There was a lull in the conversation and she pushed me onto her bed. Soon shirts were removed and breasts uncupped. She leaned forward and put a nipple in my mouth. But below I felt nothing. I flipped her over and slid down her underwear. She held the back of my head as I licked between her legs. I stayed there a long time, fifteen minutes maybe. Still nothing. I wanted to stay down there forever.
But of course I couldn’t. — My turn, she said rolling over. I brushed her off, mumbling it’s better to give than receive, but she shushed me. — Don’t worry, she said undoing my belt, I’m good at this.
I closed my eyes and prayed not to bruise her confidence.
She was good—as skilled at fellatio as she was pretty. Yet even a Viagra-assisted blowjob, from a woman I wooed somehow through sorcery, wasn’t enough to break the curse of Lena Dunham.

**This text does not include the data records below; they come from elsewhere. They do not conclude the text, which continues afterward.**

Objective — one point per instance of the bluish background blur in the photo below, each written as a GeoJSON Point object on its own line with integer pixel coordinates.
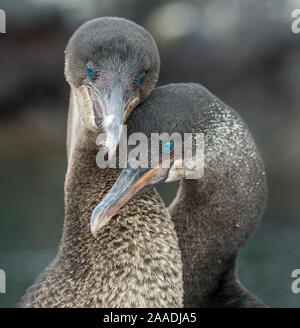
{"type": "Point", "coordinates": [242, 50]}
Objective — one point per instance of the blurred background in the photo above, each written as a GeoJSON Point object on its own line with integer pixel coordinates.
{"type": "Point", "coordinates": [242, 50]}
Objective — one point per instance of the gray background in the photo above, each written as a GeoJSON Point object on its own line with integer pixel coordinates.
{"type": "Point", "coordinates": [242, 50]}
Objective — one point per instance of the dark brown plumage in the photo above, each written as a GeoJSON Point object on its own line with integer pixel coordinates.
{"type": "Point", "coordinates": [215, 215]}
{"type": "Point", "coordinates": [133, 262]}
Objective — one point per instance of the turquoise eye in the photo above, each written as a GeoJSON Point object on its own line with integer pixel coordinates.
{"type": "Point", "coordinates": [168, 147]}
{"type": "Point", "coordinates": [90, 71]}
{"type": "Point", "coordinates": [141, 80]}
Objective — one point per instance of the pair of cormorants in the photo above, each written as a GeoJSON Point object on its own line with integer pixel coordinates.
{"type": "Point", "coordinates": [147, 255]}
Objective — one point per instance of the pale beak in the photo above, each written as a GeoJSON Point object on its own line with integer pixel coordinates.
{"type": "Point", "coordinates": [111, 111]}
{"type": "Point", "coordinates": [129, 184]}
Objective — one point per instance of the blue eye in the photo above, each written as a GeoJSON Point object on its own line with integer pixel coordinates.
{"type": "Point", "coordinates": [141, 80]}
{"type": "Point", "coordinates": [90, 71]}
{"type": "Point", "coordinates": [168, 147]}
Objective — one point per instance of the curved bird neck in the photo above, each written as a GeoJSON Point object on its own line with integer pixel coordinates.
{"type": "Point", "coordinates": [137, 251]}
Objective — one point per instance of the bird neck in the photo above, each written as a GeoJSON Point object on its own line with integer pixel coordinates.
{"type": "Point", "coordinates": [139, 245]}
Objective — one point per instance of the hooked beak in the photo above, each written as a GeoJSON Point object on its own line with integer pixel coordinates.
{"type": "Point", "coordinates": [111, 112]}
{"type": "Point", "coordinates": [130, 183]}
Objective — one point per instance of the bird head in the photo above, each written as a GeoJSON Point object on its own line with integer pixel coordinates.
{"type": "Point", "coordinates": [112, 65]}
{"type": "Point", "coordinates": [165, 120]}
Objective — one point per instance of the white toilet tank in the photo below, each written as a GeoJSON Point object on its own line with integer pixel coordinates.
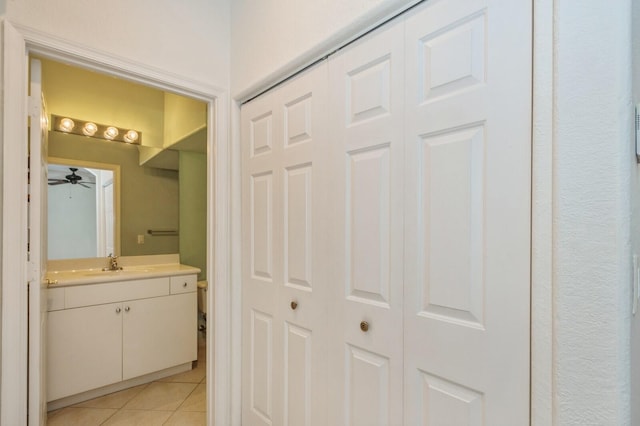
{"type": "Point", "coordinates": [202, 296]}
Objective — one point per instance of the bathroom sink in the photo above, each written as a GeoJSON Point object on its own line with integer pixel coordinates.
{"type": "Point", "coordinates": [126, 270]}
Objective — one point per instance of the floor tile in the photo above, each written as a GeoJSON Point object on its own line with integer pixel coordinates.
{"type": "Point", "coordinates": [79, 416]}
{"type": "Point", "coordinates": [139, 418]}
{"type": "Point", "coordinates": [197, 401]}
{"type": "Point", "coordinates": [113, 400]}
{"type": "Point", "coordinates": [161, 396]}
{"type": "Point", "coordinates": [187, 418]}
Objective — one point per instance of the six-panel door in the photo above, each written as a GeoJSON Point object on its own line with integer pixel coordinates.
{"type": "Point", "coordinates": [423, 228]}
{"type": "Point", "coordinates": [284, 246]}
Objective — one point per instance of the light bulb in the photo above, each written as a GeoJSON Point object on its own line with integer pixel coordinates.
{"type": "Point", "coordinates": [89, 129]}
{"type": "Point", "coordinates": [66, 125]}
{"type": "Point", "coordinates": [110, 133]}
{"type": "Point", "coordinates": [131, 136]}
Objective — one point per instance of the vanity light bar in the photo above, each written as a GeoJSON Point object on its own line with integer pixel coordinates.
{"type": "Point", "coordinates": [95, 130]}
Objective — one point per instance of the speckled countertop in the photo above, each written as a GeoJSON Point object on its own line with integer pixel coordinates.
{"type": "Point", "coordinates": [62, 273]}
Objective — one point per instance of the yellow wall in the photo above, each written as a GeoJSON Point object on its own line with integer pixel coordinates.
{"type": "Point", "coordinates": [77, 93]}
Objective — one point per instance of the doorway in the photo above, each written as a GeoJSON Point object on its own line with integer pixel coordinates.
{"type": "Point", "coordinates": [169, 150]}
{"type": "Point", "coordinates": [18, 46]}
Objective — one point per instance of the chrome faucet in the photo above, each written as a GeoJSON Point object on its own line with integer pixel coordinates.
{"type": "Point", "coordinates": [113, 264]}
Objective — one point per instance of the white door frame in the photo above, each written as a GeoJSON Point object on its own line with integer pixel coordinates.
{"type": "Point", "coordinates": [18, 42]}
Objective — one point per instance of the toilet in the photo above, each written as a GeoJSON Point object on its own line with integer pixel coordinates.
{"type": "Point", "coordinates": [202, 305]}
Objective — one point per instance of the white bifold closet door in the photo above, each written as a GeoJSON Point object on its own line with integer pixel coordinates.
{"type": "Point", "coordinates": [285, 259]}
{"type": "Point", "coordinates": [467, 213]}
{"type": "Point", "coordinates": [386, 194]}
{"type": "Point", "coordinates": [367, 156]}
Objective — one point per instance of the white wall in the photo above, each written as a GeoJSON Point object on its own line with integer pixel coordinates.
{"type": "Point", "coordinates": [269, 37]}
{"type": "Point", "coordinates": [591, 212]}
{"type": "Point", "coordinates": [190, 39]}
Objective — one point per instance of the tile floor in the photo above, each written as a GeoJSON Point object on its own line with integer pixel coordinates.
{"type": "Point", "coordinates": [175, 400]}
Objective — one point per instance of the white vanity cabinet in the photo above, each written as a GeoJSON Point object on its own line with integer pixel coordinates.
{"type": "Point", "coordinates": [84, 349]}
{"type": "Point", "coordinates": [112, 332]}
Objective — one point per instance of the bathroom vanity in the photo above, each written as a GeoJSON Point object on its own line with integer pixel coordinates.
{"type": "Point", "coordinates": [112, 329]}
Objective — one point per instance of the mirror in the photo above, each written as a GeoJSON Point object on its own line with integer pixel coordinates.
{"type": "Point", "coordinates": [83, 209]}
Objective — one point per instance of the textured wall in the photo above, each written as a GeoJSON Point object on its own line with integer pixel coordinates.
{"type": "Point", "coordinates": [591, 179]}
{"type": "Point", "coordinates": [190, 39]}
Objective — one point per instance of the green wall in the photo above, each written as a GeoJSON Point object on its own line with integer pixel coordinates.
{"type": "Point", "coordinates": [193, 210]}
{"type": "Point", "coordinates": [149, 197]}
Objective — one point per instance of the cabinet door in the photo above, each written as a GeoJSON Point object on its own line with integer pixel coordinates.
{"type": "Point", "coordinates": [158, 333]}
{"type": "Point", "coordinates": [84, 349]}
{"type": "Point", "coordinates": [284, 280]}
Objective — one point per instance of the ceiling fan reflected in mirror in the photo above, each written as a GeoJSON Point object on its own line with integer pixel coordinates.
{"type": "Point", "coordinates": [73, 178]}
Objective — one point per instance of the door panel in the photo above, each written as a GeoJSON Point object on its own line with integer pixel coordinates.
{"type": "Point", "coordinates": [284, 285]}
{"type": "Point", "coordinates": [366, 168]}
{"type": "Point", "coordinates": [467, 213]}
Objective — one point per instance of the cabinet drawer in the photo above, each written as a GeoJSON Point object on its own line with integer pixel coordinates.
{"type": "Point", "coordinates": [183, 284]}
{"type": "Point", "coordinates": [96, 294]}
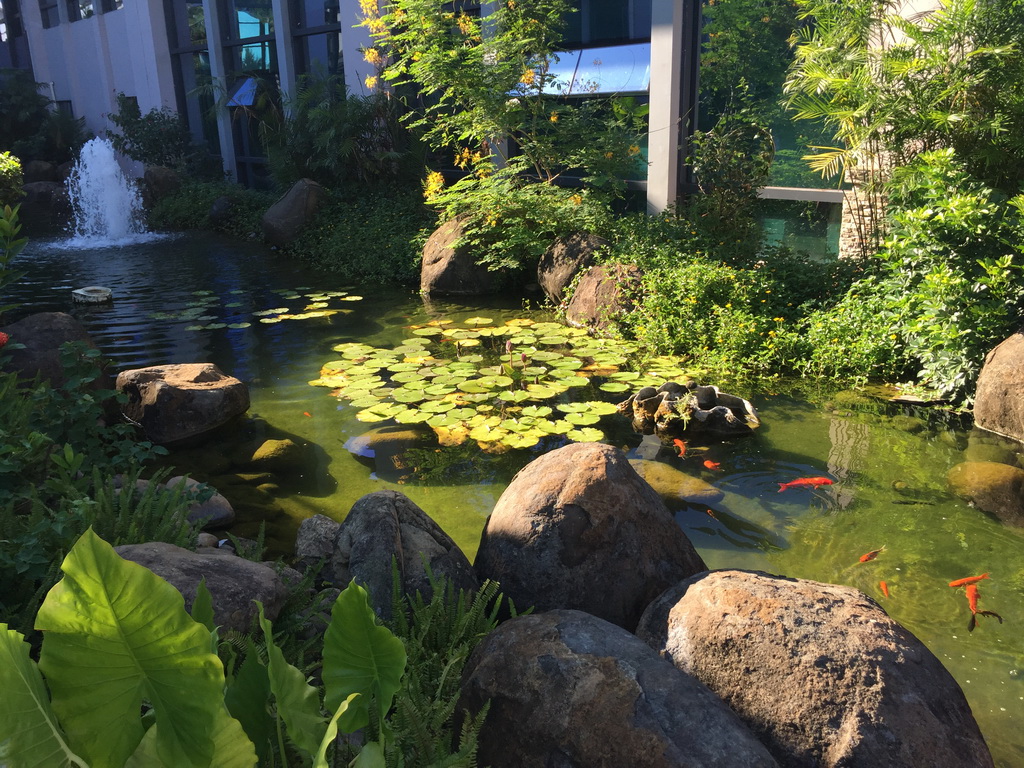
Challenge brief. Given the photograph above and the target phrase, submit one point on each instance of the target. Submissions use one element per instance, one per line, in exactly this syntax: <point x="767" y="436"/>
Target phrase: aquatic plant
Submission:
<point x="504" y="386"/>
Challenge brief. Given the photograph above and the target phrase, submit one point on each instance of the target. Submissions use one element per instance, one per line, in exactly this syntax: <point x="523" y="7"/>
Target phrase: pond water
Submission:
<point x="889" y="467"/>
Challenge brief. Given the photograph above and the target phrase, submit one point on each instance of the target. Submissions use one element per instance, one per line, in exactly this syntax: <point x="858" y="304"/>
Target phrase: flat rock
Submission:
<point x="818" y="672"/>
<point x="571" y="690"/>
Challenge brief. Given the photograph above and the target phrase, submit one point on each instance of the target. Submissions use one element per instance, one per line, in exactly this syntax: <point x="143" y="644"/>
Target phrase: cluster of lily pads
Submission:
<point x="199" y="310"/>
<point x="504" y="386"/>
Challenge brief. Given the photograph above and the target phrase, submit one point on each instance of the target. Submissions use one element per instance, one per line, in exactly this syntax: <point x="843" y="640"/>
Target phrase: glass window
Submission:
<point x="49" y="12"/>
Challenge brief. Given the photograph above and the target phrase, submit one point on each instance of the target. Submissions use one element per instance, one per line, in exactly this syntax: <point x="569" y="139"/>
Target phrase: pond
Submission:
<point x="888" y="466"/>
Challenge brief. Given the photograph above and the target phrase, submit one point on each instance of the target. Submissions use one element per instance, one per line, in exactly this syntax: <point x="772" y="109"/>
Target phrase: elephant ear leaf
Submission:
<point x="359" y="656"/>
<point x="117" y="635"/>
<point x="30" y="735"/>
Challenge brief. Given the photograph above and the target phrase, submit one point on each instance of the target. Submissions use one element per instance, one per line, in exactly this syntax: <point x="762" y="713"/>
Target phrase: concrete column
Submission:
<point x="215" y="44"/>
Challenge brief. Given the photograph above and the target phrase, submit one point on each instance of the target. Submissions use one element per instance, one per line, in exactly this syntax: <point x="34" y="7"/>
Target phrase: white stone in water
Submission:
<point x="108" y="207"/>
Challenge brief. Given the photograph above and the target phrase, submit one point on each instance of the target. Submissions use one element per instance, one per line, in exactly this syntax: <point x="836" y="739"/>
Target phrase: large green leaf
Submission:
<point x="30" y="735"/>
<point x="298" y="702"/>
<point x="231" y="748"/>
<point x="359" y="656"/>
<point x="115" y="635"/>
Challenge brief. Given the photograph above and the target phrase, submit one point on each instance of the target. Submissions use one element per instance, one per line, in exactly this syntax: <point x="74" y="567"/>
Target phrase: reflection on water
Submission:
<point x="889" y="488"/>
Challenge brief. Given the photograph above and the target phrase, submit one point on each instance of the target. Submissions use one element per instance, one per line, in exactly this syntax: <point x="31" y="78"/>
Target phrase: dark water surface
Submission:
<point x="889" y="468"/>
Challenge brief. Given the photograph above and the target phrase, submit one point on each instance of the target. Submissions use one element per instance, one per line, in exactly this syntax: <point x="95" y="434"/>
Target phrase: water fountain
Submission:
<point x="107" y="206"/>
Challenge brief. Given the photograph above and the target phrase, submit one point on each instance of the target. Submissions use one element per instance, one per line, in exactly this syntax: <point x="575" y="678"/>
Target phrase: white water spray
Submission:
<point x="107" y="206"/>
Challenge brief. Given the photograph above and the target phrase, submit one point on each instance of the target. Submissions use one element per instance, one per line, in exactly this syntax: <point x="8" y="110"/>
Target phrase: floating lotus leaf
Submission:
<point x="516" y="396"/>
<point x="519" y="440"/>
<point x="540" y="412"/>
<point x="403" y="394"/>
<point x="586" y="435"/>
<point x="412" y="416"/>
<point x="438" y="390"/>
<point x="600" y="408"/>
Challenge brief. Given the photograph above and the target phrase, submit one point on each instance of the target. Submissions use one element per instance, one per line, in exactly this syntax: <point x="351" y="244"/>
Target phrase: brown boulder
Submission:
<point x="286" y="219"/>
<point x="178" y="402"/>
<point x="233" y="583"/>
<point x="451" y="268"/>
<point x="42" y="334"/>
<point x="562" y="260"/>
<point x="820" y="674"/>
<point x="993" y="487"/>
<point x="382" y="526"/>
<point x="671" y="483"/>
<point x="998" y="401"/>
<point x="580" y="528"/>
<point x="602" y="296"/>
<point x="570" y="690"/>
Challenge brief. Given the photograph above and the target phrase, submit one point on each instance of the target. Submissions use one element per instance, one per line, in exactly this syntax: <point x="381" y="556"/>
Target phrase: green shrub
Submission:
<point x="11" y="179"/>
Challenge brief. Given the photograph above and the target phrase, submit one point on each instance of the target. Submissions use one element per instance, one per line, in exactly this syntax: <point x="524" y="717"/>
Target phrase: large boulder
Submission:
<point x="383" y="526"/>
<point x="603" y="295"/>
<point x="233" y="583"/>
<point x="991" y="486"/>
<point x="179" y="402"/>
<point x="579" y="528"/>
<point x="450" y="268"/>
<point x="570" y="690"/>
<point x="286" y="219"/>
<point x="42" y="334"/>
<point x="818" y="672"/>
<point x="562" y="260"/>
<point x="998" y="401"/>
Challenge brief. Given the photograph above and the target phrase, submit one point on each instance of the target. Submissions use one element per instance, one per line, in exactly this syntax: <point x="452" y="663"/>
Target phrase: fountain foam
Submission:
<point x="107" y="206"/>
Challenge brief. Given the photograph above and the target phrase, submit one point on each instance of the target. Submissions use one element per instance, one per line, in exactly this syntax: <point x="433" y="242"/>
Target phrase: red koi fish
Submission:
<point x="871" y="555"/>
<point x="969" y="580"/>
<point x="972" y="601"/>
<point x="801" y="482"/>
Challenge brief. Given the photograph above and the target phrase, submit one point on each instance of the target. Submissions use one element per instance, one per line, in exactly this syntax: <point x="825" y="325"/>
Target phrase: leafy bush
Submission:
<point x="11" y="179"/>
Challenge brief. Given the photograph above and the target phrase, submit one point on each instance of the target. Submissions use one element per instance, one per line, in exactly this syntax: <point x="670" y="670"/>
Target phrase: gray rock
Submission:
<point x="178" y="402"/>
<point x="233" y="583"/>
<point x="382" y="527"/>
<point x="562" y="260"/>
<point x="993" y="487"/>
<point x="818" y="672"/>
<point x="286" y="219"/>
<point x="570" y="690"/>
<point x="451" y="269"/>
<point x="579" y="528"/>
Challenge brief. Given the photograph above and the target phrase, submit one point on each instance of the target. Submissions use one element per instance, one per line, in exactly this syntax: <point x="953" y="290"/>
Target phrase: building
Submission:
<point x="205" y="57"/>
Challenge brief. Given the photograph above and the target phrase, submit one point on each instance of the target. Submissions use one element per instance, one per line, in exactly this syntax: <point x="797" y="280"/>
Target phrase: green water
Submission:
<point x="889" y="467"/>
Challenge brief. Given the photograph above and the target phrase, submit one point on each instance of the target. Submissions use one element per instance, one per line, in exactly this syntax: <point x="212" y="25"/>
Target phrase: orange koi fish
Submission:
<point x="972" y="601"/>
<point x="804" y="482"/>
<point x="969" y="580"/>
<point x="871" y="555"/>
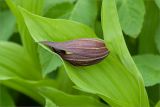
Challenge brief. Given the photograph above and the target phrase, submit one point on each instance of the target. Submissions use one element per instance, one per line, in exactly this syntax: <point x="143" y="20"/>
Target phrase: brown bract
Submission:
<point x="80" y="52"/>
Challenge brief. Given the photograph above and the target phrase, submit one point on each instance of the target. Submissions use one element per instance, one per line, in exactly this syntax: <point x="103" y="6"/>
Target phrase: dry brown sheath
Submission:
<point x="80" y="52"/>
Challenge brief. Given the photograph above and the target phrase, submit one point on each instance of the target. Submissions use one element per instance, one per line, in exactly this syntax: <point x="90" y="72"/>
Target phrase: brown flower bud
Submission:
<point x="80" y="52"/>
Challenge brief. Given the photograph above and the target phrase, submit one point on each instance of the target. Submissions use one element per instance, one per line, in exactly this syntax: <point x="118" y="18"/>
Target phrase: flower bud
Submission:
<point x="80" y="52"/>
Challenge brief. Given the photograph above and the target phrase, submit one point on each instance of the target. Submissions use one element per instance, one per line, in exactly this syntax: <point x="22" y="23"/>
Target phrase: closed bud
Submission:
<point x="80" y="52"/>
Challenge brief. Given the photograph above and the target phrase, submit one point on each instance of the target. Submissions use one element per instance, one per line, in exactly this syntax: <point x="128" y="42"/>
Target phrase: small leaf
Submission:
<point x="131" y="16"/>
<point x="149" y="68"/>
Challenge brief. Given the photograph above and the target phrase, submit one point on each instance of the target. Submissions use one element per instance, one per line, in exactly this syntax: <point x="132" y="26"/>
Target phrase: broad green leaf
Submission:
<point x="62" y="99"/>
<point x="7" y="24"/>
<point x="48" y="4"/>
<point x="49" y="62"/>
<point x="158" y="3"/>
<point x="115" y="41"/>
<point x="149" y="68"/>
<point x="61" y="10"/>
<point x="5" y="98"/>
<point x="85" y="11"/>
<point x="146" y="41"/>
<point x="16" y="65"/>
<point x="41" y="90"/>
<point x="131" y="16"/>
<point x="101" y="79"/>
<point x="29" y="87"/>
<point x="63" y="81"/>
<point x="34" y="6"/>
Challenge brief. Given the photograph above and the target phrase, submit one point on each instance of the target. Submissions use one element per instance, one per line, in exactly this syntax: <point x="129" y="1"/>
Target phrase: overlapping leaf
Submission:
<point x="7" y="24"/>
<point x="85" y="11"/>
<point x="5" y="98"/>
<point x="94" y="79"/>
<point x="131" y="16"/>
<point x="149" y="68"/>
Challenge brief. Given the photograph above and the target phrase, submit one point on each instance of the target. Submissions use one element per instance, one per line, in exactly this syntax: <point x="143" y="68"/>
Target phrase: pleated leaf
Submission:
<point x="149" y="68"/>
<point x="104" y="79"/>
<point x="16" y="65"/>
<point x="131" y="16"/>
<point x="85" y="11"/>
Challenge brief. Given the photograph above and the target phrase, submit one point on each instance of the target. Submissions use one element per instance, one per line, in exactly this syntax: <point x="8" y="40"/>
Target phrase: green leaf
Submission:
<point x="62" y="99"/>
<point x="158" y="3"/>
<point x="7" y="24"/>
<point x="149" y="68"/>
<point x="131" y="16"/>
<point x="158" y="104"/>
<point x="49" y="103"/>
<point x="16" y="65"/>
<point x="146" y="41"/>
<point x="124" y="63"/>
<point x="48" y="4"/>
<point x="63" y="81"/>
<point x="29" y="44"/>
<point x="5" y="98"/>
<point x="101" y="79"/>
<point x="61" y="10"/>
<point x="85" y="11"/>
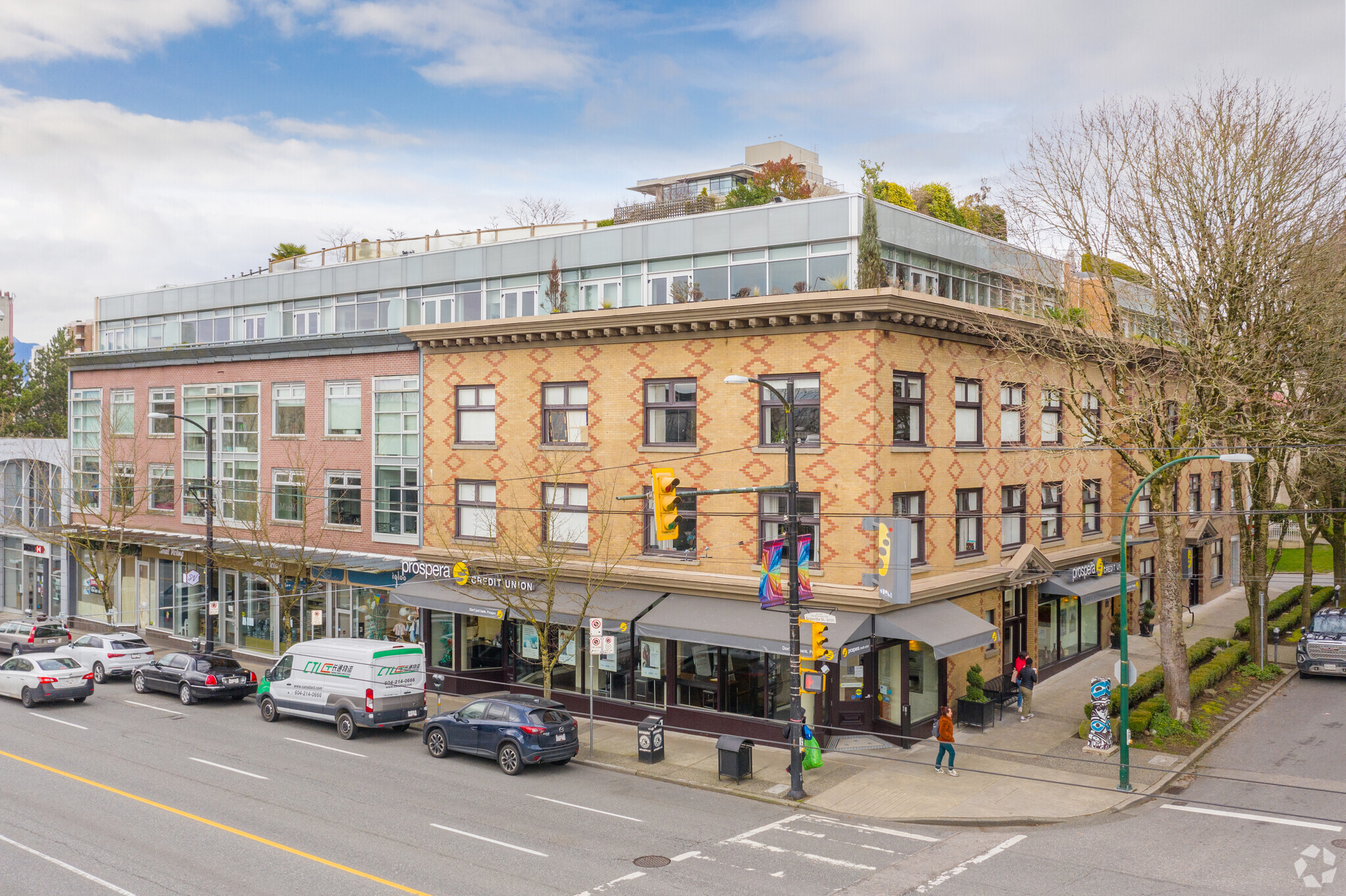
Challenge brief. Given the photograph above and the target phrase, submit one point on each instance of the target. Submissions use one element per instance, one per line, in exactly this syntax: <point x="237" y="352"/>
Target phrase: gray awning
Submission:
<point x="726" y="622"/>
<point x="941" y="623"/>
<point x="1089" y="591"/>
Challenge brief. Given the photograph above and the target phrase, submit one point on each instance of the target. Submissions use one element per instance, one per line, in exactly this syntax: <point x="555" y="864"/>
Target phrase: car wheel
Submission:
<point x="509" y="759"/>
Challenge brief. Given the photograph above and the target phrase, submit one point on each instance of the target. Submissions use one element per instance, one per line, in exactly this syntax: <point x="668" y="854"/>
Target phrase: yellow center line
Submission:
<point x="217" y="825"/>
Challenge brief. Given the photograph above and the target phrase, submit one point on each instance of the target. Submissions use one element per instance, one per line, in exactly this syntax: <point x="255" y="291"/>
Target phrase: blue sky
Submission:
<point x="151" y="142"/>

I remained lifeless. At first she considered it a challenge. She calibrated her technique, speeding her head bobs and intensifying her sucking. When that failed, she coupled the blowing with a hand job and cradled my balls. But it was no use. I was like raw chicken in her hands.
I got up and dressed. She tried to reassure me that it was no big deal and I cracked some self-effacing joke to soften my humiliation. But it was over. The Hulk was gone and I was Bruce Banner again. I said something about emailing her the next day, even though we both knew that wasn’t going to happen, and left.
I took the G back to Metropolitan. It was late and the train was quiet. I looked up and above a row of empty seats was a new HBO series from Judd Apatow and Lena Dunham.
When I got home I tossed and turned on my futon. I was tired but couldn’t sleep. I thought back to the day we broke up at PS1. Why had I been such an asshole?
I gave in to the insomnia and reached for my laptop. I needed to see your show for myself. I found it on BitTorrent and downloaded an episode—the one where you visit your parents in Michigan and go out with a guy from high school. It was funny and sad and real, and way better than I wanted to admit. And way better than anything I could do.
Near the end was a scene where you and the high school guy fuck. Your pear-shaped body was totally exposed. Seeing you stirred something inside me. I paused the show and stared. I remembered my hand on your tits, as I put my hand on my cock. I kept my eyes on the screen and stroked. Blood rushed and I swelled.
It was finally happening.
But seeing you naked again wasn’t enough. I needed more. I thought about what BabyUnicorn85 had said earlier. It’s like Lena Dunham grew a dick and the whole world lined up to suck it.
And that’s what I imagined. You with a dick. Not a strap on, but you—small tits, soft curves, and all—with a big, hard, dick.
Only I wasn’t there to suck it. I was bent over and spread open. Ready to be fucked.
It worked. I’d never been so hard. I stroked and stroked until I could cut diamonds. I pictured you finishing inside me, and finished at home on my futon. Then I collapsed and fell into a deep, peaceful sleep.
I’ve thought a lot about that fantasy. Submitting wasn’t just sexual—it was cathartic. I’m pretty sure I released a lot more than cum that night.
Anyhow, I’m sorry this is such a long email. It’d be great to hear from you. And if you’re interested, I’d love to send you my play.
Xoxo,
AP

What does it all mean? Probably nothing. Based on the state of the publishing industry, this dude will probably get a book deal.